Pareciera que cuerpo fuese un contorno duro que deviniese en el espacio hacia nosotros
o hacia otros limites espacio-temporales. Cuerpo no tiene nombre propio ni apellidos
y es ahí donde y cuando el anonimato forzoso nos arrebata una identidad, clave
para la activación definitiva de nuestros sentidos y de nuestra capacidad
emotiva.
Si amo un cuerpo, amo
una forma en su descenso inercial, una geometría blanda, un nudo harmonizante
de miembros pero cautivo del vacío que lo lanza multidireccionalmente a mi
mirada o a la recepción de los otros.
Al cuerpo le hace falta
un rostro: sin rostro el cuerpo es carnalidad errabunda, acicate animal,
vibración sorda en la estancia del reconocimiento anímico del sujeto pensante y
amante.
Los cuerpos avanzan,
desfilan, se suceden, pero no sé hasta qué punto solicitan fuera de esa
pasarela de abstracciones motoras, una comunicación dignificadora.

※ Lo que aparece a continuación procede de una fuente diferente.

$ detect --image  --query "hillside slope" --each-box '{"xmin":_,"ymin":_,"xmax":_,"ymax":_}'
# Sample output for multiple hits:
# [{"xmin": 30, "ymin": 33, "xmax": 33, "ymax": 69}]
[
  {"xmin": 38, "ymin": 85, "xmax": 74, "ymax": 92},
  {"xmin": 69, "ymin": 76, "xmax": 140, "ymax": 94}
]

El cuerpo
devenido persona ha transitado por el vacío de las nominaciones errantes, y ha
aterrizado frente a una mirada, frente a otro rostro que le ha bautizado con
sólo percibirlo. Lo ha bautizado no con un nombre propio sino con la propia
percepción: ha requerido un rostro para que emergiera de la sombra envolvente y
propiciara el mínimo encuentro verbal que inicia a su vez la comunicación
indispensable.
Un cuerpo con rostro ha
recuperado la humanidad, el color de la vida certera, el abrazo cognoscitivo y
sensorial. Esta hermosura que me vuelve loco, esta carne indescifrable al
mostrarme su rostro se entrega de verdad a mí.